El helado artesano suele moverse en un overrun del 20 al 45%, lo que lo hace más denso y sabroso, pero también más caro. En el supermercado, la opción más equilibrada son las marcas que respetan el umbral de los 430 gramos por litro sin recurrir a aditivos que imiten cremosidad.

Si buscas ligereza sin aire extra, los helados de agua o sorbetes tienen menos grasa y no necesitan incorporar tanto overrun. Otra opción son los helados vegetales (de leche de coco o almendra), aunque en estos el aire suele camuflarse con espesantes; revisa igualmente el peso.

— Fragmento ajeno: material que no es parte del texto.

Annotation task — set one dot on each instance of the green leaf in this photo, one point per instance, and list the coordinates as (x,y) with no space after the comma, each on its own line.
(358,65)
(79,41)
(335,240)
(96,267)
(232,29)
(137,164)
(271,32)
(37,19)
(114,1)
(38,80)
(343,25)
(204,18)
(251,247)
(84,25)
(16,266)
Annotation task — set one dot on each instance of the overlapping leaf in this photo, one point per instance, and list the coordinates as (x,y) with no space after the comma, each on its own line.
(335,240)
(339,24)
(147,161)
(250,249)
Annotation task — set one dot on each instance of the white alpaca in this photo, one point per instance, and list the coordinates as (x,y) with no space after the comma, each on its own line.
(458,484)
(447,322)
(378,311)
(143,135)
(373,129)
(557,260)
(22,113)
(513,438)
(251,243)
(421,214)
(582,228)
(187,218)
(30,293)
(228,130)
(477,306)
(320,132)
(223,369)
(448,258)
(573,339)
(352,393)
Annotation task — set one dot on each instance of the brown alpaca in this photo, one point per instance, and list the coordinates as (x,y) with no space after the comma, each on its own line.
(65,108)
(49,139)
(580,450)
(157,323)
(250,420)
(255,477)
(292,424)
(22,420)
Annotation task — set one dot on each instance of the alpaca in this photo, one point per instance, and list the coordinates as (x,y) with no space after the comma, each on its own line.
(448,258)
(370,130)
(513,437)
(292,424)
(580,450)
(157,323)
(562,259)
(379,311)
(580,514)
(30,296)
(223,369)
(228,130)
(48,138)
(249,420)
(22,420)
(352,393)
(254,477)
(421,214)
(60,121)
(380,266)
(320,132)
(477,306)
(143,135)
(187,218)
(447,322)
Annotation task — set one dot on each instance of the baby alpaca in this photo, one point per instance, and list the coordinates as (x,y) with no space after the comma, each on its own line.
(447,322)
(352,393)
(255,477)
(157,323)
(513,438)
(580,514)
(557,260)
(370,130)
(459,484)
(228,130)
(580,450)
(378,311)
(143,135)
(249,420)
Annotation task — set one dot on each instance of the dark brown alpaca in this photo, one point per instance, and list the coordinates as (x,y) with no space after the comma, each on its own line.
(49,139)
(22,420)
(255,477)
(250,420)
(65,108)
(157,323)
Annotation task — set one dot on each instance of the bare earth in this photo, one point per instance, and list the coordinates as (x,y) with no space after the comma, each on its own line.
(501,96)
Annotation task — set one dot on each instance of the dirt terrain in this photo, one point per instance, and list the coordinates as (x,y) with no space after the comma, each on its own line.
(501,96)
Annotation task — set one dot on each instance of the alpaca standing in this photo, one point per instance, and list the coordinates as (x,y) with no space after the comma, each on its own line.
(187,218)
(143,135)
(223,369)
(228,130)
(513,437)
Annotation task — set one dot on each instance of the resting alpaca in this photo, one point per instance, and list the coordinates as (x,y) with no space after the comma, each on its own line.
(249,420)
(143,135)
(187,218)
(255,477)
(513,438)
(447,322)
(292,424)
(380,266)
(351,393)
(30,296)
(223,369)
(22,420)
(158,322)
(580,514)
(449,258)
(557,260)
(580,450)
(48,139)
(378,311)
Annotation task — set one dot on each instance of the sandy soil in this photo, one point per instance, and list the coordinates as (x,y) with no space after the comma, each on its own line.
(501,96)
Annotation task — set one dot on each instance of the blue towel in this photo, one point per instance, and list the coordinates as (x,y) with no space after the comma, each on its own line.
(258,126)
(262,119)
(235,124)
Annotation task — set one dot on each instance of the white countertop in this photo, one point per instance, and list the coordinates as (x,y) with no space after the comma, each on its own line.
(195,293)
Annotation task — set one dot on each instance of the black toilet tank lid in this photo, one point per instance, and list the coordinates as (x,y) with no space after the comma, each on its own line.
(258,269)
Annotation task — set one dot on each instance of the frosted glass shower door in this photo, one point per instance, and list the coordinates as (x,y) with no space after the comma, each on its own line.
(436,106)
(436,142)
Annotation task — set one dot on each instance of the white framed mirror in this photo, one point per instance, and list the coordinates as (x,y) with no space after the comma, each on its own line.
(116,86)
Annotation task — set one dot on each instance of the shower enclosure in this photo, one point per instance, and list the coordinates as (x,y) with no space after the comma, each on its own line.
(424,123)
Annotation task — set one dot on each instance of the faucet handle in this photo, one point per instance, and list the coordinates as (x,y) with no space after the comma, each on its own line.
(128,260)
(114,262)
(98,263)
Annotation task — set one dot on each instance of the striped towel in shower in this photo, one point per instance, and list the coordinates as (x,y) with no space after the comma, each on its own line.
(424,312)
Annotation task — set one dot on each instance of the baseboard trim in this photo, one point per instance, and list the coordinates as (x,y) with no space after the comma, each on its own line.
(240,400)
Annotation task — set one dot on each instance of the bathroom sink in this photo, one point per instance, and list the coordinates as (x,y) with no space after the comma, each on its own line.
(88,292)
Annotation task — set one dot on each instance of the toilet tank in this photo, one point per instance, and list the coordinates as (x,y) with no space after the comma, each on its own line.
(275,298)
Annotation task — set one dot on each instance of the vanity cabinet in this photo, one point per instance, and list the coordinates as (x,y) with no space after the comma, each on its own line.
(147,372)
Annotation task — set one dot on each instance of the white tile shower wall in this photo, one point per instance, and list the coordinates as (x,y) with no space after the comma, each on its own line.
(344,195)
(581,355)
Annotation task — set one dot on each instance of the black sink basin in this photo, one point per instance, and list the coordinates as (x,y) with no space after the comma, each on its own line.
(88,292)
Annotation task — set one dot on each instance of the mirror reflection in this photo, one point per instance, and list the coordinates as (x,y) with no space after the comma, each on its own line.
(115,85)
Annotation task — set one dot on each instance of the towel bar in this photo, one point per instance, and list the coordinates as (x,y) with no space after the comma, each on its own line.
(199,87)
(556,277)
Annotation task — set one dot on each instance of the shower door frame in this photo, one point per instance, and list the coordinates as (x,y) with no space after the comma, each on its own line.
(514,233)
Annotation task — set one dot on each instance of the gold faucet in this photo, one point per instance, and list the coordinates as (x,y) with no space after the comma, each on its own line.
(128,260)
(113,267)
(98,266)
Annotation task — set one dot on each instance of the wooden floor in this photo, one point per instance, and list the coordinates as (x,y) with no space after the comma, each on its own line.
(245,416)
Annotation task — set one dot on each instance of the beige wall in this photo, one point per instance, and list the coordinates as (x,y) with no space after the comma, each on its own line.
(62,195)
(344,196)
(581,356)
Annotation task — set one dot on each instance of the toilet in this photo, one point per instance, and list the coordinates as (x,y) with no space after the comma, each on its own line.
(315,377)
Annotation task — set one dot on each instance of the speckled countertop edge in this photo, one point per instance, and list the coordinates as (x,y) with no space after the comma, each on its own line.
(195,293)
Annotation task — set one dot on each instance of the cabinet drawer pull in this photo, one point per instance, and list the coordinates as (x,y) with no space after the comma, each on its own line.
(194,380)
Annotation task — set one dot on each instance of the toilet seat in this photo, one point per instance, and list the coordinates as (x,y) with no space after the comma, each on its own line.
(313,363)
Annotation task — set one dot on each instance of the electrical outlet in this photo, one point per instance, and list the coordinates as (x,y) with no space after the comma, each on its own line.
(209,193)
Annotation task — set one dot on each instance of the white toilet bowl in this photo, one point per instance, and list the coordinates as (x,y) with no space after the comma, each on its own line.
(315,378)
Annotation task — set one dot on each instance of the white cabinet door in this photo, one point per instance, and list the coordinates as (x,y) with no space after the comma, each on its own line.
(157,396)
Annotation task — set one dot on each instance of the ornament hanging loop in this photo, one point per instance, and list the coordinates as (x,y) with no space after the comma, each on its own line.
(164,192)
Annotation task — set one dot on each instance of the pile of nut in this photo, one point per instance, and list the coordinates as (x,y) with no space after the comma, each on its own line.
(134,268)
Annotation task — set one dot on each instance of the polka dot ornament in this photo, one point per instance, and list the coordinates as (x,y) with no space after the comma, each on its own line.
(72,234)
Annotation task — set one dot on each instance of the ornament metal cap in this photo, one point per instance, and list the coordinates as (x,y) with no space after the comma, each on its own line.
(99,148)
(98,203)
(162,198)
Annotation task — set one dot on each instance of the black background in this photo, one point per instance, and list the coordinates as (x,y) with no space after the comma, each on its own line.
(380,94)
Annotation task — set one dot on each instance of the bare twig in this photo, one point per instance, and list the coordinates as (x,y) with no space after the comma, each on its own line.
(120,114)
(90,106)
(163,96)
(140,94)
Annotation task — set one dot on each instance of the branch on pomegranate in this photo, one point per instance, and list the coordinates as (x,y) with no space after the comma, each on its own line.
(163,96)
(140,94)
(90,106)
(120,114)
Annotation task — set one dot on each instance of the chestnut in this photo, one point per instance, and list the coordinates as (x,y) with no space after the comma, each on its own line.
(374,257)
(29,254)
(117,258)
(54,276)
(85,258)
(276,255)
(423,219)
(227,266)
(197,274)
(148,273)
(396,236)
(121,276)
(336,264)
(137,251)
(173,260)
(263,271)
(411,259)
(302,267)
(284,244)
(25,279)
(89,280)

Para el maridaje, un buen helado de vainilla artesanal agradece un chorrito de aceite de oliva virgen extra y una pizca de sal. Si te decantas por un helado de chocolate más denso, una copa de vino dulce o un Pedro Ximénez crean un contraste espectacular. Y si te animas a hacerlo en casa, controlar tú el batido es la mejor garantía de calidad.

En definitiva, elegir un helado decente no es cuestión de marca, sino de cinco segundos mirando la etiqueta. El peso por litro es el detector de mentiras más fiable que tenemos como consumidores. Así que, ya sabes: menos aire y más helado.